A ideia que o movimento sustenta
surgiu numa petição postada em maio, na plataforma Change. Reuniu 300 mil
assinaturas contra a alta do combustível (o diesel, mais popular na França,
subiu 23% este ano). Tomou as ruas depois que dois cidadãos postaram, há
semanas, um evento no Facebook, convocando a população a bloquear as estradas,
em 17 de novembro. Ganhou um símbolo quando uma outra pessoa publicou, no
YouTube, um vídeo sugerindo adotar os jalecos fosforecentes, que uma lei de
2008 obrigou os motoristas de veículos de carga a vestir ao volante. Em muito
sentidos, o protesto aproxima-se da grande mobilização dos caminhoneiros no
Brasil, em 2018.
Porém, não se restringe a uma
categoria profissional: espalhou-se pela sociedade. Ao rejeitar a alta dos
combustíveis decretada pelo governo, parece aproximar-se da esquerda – ainda
mais a partir do final de novembro, quando passou a pedir a renúncia do
presidente de direita (A frase “Macron demission” tornou-se seu slogan, pichada
até no Arco do Triunfo). Porém, a alta de combustíveis que o movimento rejeita
é provocada por uma proposta da esquerda, dos ambientalistas, dos que
criticamos a civilização do automóvel. O presidente francês, que apesar de
neoliberal flerta com certas críticas contemporâneas ao sistema, adotou os
tributos que dissuadem emissões de CO². Ao rejeitá-los, os “coletes amarelos”
parecem se aproximar de Donald Trump…
Num artigo que Outras Palavras publicou
há alguns dias, o jornalista português Nuno Ramos de Almeida associa o estranho
movimento às transformações produtivas e regressões sociais que marcaram o
capitalismo nas últimas décadas. A destruição do Estado de Bem-Estar social
dissolveu as relações coletivas, o orgulho pela Saúde e Educação públicas. O
aumento brutal da desigualdade empobreceu as maiorias – obrigadas a uma vida
medíocre –, enquanto os barões das finanças ficaram cada vez mais ricos,
insolentes e esbanjadores. . Por isso, o movimento parece ter, além de apoio de
mais de 70% dos franceses, a radicalidade da raiva. Não recuou sequer quando o
governo Macron suspendeu (e depois anulou!) uma nova alta do preço dos
derivados de petróleo, que estava prevista para 1º de janeiro. No entanto, esta
raiva reivindica, essencialmente o direito de empreender individualmente (sem
ser perturbado pelo Estado e por impostos ambientais) – e o de consumir.
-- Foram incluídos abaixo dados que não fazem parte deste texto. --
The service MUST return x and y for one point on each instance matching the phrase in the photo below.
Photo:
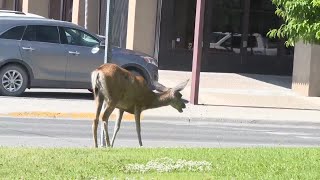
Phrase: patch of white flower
(163, 165)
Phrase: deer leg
(137, 114)
(105, 118)
(99, 102)
(117, 126)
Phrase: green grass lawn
(235, 163)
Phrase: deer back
(124, 88)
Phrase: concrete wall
(142, 25)
(40, 7)
(7, 4)
(306, 69)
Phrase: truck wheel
(13, 80)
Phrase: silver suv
(45, 53)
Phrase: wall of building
(7, 4)
(37, 7)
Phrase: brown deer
(120, 89)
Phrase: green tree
(301, 21)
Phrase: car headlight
(150, 60)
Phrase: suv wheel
(13, 80)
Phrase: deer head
(174, 94)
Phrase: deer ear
(159, 87)
(181, 86)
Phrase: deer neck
(160, 100)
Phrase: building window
(225, 26)
(262, 19)
(184, 21)
(61, 10)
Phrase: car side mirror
(102, 44)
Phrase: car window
(78, 38)
(14, 33)
(40, 33)
(252, 42)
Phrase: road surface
(158, 133)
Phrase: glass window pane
(262, 19)
(225, 26)
(184, 21)
(14, 33)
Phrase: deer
(120, 89)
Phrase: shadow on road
(59, 95)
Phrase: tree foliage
(301, 21)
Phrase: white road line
(308, 137)
(288, 133)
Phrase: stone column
(78, 14)
(141, 25)
(40, 7)
(306, 69)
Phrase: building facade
(235, 31)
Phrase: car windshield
(216, 37)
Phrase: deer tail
(95, 82)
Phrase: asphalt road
(158, 133)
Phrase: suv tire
(13, 80)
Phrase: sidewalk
(223, 97)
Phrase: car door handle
(74, 52)
(28, 48)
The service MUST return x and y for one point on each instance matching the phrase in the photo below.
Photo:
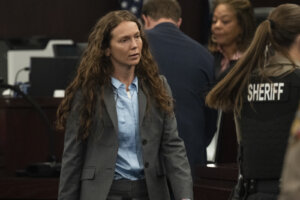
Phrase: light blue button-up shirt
(129, 160)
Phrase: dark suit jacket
(88, 167)
(188, 67)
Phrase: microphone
(44, 169)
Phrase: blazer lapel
(110, 103)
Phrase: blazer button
(144, 142)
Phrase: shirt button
(144, 142)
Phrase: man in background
(188, 67)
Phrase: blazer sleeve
(72, 159)
(175, 158)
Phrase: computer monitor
(49, 74)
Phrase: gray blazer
(88, 166)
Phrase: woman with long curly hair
(263, 91)
(121, 139)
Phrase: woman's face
(125, 45)
(225, 28)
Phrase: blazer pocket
(88, 173)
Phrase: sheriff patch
(266, 91)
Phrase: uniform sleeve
(72, 159)
(175, 158)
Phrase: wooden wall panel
(51, 18)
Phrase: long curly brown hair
(95, 71)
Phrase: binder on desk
(50, 74)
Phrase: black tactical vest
(266, 117)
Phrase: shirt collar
(116, 83)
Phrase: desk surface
(29, 188)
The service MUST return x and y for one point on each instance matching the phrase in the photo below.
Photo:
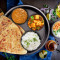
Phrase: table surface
(39, 4)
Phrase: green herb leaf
(45, 6)
(31, 22)
(37, 27)
(32, 16)
(28, 44)
(42, 21)
(34, 39)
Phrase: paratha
(10, 36)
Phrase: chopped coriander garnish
(25, 41)
(53, 31)
(42, 21)
(58, 30)
(31, 22)
(37, 27)
(45, 6)
(30, 41)
(34, 39)
(28, 44)
(32, 16)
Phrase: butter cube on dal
(36, 16)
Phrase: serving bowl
(43, 33)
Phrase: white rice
(32, 39)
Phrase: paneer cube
(33, 25)
(36, 16)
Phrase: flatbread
(10, 36)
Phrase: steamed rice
(30, 41)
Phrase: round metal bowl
(53, 33)
(43, 33)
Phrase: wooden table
(38, 4)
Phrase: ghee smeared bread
(10, 36)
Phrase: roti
(10, 36)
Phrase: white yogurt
(30, 41)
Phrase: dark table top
(38, 4)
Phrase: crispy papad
(10, 37)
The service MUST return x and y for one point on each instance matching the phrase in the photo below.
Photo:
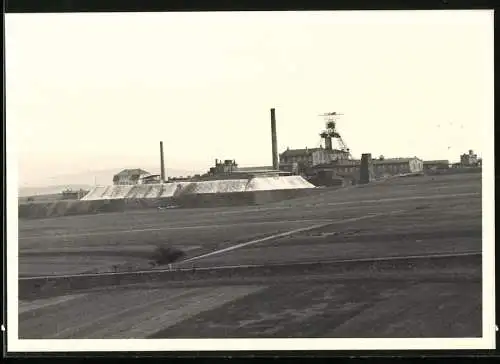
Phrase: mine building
(434, 165)
(470, 159)
(395, 166)
(131, 177)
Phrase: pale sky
(95, 91)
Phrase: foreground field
(403, 218)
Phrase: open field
(415, 216)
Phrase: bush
(166, 255)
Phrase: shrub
(166, 255)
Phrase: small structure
(312, 156)
(434, 165)
(350, 168)
(395, 166)
(152, 179)
(130, 177)
(223, 167)
(69, 194)
(470, 159)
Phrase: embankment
(459, 267)
(192, 200)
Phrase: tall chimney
(274, 140)
(162, 165)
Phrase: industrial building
(470, 159)
(381, 167)
(436, 165)
(131, 177)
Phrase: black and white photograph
(325, 178)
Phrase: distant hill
(49, 190)
(86, 180)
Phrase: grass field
(417, 216)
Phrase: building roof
(392, 160)
(131, 172)
(439, 161)
(255, 169)
(307, 151)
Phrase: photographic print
(264, 180)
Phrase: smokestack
(366, 169)
(274, 140)
(328, 143)
(162, 165)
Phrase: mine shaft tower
(331, 132)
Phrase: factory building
(131, 177)
(292, 159)
(381, 167)
(436, 165)
(470, 159)
(396, 166)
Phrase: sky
(90, 91)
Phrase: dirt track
(408, 216)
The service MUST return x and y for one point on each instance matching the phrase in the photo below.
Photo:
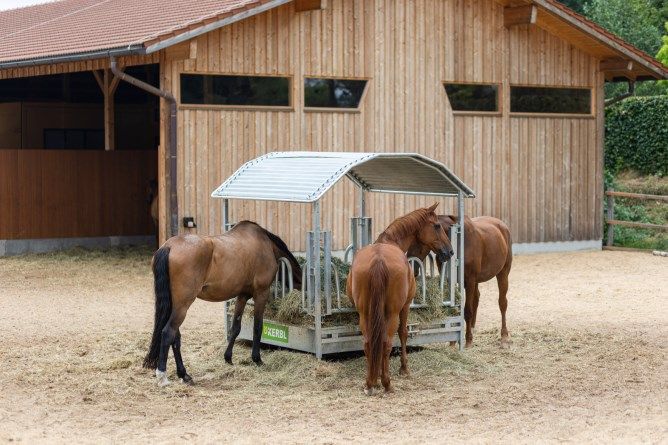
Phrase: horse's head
(432, 236)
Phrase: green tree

Se a
paralisia da esquerda se mantiver, é possível que se torne, rapidamente,
combustível para uma direita mais primitiva, ao estilo Marinne Le Pen.
O movimento dá razão a Gramsci –
o filósofo que tira o sono de Olavo de Carvalho – por duas razões. De fato, há
um mundo que se recusa a morrer: o da a aristocracia financeira, dos parasitas
que se tornaram totalmente dispensáveis como classe, pois além de não
produzirem nada não são essenciais sequer na atividade bancária. Porém, não se
retiram; ao contrário, exercem um poder que pesa cada vez mais sobre o conjunto
da sociedade. O gráfico abaixo mostra os efeitos da política tributária de
Emmanuel Macron, que cortou impostos sobre a riqueza e sobre as grandes
corporações – exatamente como pretendem fazer Bolsonaro e Paulo Guedes no
Brasil. A curva está dividida em centis de renda. Repare no canto à direita,
onde está o 1% mais rico. Sua renda disponível cresceu quase 6%, enquando a dos
mais pobre recuava.
Mas o mundo novo também teima em
não nascer. A esquerda tradicional permanece atônita, diante das transformações
do sistema. Os movimentos anti-(ou pós-)capitalistas que surgiram nos últimos
vinte anos limitam-se, por enquanto, a enunciar valores opostos aos
hegemônicos. Hesitam em transformá-los em propostas políticas
concretas, capazes de dialogar com as maiorias e mobilizá-las. Por que
tarda tanto a articulação de um movimento global pela Renda da Cidadania? Somos
capazes de críticas cada vez mais ácidas à ditadura do automóvel. Mas no
Brasil, por exemplo, demoramos a propor medidas claras de recuperação da malha
ferroviária, ou a instalação vigorosa de redes de trens de superfície que
rompam o isolamento das periferias. Condenamos o consumismo – mas não chegamos
a construir, em escala ampla, formas não-mercantis de pertencimento social e de
preservação da auto-estima (pense, entre muitas outras possibilidades, na
difusão de moedas solidárias – inclusive para favorecer a ocupação das multidões
desempregadas – ou em aplicativos que ajudem a proteger a população negra da
violência policial). À falta destas alternativas, e diante da opressão
capitalista, emergem muitas vezes respostas reacionárias ou individualistas.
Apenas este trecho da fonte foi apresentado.